My goal is not to challenge whether these tactics are beneficial. I am of the opinion that any external activity that results in analysis, decision-making, personalizing through summarization, or self-evaluation deepens understanding and improves retention. Simply put?—?thinking is good. A better way to explain my interest is whether the specific strategies I have mentioned are an improvement in comparison to what I would describe as a control condition. For example, do these tactics offer an advantage over the way say students traditionally take free-form notes and then review these notes from time to time? If the answer is yes, we should be emphasizing and teaching the PKM strategies to high school and college students. I think other control conditions may also be important. For example, in a recent post, I suggested that AI allows a learner to “chat” with stored notes and highlights and that using this means of interacting with content may have advantages over “manual” strategies emphasized by PKM enthusiasts. This approach might render many of the PKM strategies busy work.
As is so often the case with research, the investigation of one issue leads to the need to investigate related assumptions. For example, many have now concluded that reading from paper is advantageous to reading from a screen, and taking notes by hand is advantageous in comparison to taking notes with a digital device. However, with long-term goals for learning in mind and depending on the comparisons I have proposed, wouldn’t having stored information in a searchable and AI-accessible form be essential?

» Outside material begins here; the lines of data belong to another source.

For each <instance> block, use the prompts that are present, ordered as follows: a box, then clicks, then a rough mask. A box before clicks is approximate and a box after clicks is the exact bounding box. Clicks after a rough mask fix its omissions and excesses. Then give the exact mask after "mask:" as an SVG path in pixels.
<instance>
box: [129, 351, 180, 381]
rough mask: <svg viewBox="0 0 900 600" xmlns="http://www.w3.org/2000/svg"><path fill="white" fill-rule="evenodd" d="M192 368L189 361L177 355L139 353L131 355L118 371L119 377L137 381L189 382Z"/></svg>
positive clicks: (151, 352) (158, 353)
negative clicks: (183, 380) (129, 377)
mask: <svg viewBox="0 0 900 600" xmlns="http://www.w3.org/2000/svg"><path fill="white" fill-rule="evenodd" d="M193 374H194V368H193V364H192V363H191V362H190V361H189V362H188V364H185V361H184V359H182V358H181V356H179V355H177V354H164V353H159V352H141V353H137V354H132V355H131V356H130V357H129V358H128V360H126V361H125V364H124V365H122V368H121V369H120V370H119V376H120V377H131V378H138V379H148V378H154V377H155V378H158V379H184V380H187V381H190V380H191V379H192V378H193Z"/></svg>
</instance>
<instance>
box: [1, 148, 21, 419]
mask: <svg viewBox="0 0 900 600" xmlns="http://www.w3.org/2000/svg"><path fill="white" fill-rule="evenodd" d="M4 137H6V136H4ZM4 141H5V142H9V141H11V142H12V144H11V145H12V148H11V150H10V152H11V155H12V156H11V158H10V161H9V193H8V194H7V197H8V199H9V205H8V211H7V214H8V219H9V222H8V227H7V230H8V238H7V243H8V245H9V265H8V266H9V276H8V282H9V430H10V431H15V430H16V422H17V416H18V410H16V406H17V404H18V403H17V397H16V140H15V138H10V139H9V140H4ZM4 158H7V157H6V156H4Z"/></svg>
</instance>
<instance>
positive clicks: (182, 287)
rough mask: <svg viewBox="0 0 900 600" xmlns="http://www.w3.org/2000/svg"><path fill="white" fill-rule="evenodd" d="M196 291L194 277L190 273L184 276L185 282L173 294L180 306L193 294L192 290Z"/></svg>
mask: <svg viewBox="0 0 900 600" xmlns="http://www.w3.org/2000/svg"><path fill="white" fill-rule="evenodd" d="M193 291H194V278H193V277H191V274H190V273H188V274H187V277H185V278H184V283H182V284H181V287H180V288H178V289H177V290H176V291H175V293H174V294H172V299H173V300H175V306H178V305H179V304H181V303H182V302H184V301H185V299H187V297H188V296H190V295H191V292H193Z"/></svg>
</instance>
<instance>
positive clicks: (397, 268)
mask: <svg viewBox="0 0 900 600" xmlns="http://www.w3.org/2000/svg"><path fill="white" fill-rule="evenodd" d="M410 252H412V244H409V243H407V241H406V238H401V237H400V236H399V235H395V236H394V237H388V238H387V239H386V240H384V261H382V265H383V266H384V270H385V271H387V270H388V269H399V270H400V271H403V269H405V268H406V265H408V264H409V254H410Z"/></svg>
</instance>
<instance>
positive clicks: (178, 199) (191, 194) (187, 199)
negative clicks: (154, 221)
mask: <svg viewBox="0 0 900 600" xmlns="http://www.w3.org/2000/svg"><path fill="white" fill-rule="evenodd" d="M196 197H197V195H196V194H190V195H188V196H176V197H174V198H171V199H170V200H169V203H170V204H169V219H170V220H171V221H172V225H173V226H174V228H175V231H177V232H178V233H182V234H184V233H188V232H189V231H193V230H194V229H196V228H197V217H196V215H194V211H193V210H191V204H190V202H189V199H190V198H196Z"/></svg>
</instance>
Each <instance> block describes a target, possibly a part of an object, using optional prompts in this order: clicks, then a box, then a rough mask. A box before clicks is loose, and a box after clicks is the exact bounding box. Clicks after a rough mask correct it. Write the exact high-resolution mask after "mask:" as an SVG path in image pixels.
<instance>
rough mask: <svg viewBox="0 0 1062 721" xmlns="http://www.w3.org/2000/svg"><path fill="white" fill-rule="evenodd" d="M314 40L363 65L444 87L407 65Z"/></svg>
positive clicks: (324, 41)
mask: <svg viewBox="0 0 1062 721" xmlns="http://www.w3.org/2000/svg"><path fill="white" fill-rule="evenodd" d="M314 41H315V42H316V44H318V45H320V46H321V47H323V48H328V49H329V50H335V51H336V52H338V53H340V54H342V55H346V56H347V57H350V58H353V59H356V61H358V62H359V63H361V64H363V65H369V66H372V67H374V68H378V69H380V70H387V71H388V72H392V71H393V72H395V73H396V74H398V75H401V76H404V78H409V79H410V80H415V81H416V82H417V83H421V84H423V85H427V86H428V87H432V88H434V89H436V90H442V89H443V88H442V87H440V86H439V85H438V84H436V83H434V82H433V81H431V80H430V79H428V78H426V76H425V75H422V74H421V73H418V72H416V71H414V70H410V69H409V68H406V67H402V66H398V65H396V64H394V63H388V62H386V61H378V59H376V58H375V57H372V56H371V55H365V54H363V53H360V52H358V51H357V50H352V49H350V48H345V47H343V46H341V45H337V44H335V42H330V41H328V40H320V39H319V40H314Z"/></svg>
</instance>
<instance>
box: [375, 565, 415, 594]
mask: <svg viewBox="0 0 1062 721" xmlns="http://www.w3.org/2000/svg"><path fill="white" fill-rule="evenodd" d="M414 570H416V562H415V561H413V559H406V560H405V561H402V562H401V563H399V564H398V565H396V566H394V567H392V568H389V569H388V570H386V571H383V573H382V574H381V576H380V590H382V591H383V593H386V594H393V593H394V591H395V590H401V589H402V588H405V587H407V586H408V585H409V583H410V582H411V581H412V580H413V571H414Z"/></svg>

I wonder. There are so many areas in which developments and thought experiments can move faster than the research that would support or reject advocated practices. Ideal tests of some of the issues I have identified probably will not happen. Part of the rationale for PKM is to create a system for improved use of the learning experiences we have over long periods of time. Longitudinal research is expensive and fraught with problems of maintaining a commitment to treatment alternatives. How important are these issues and are they important enough to invest time and money? However, ideal approaches aside, I cannot find research that even considers the proposed benefits of the PKM component strategies I have identified over a short period. I think some of the issues I have identified warrant at least that level of commitment.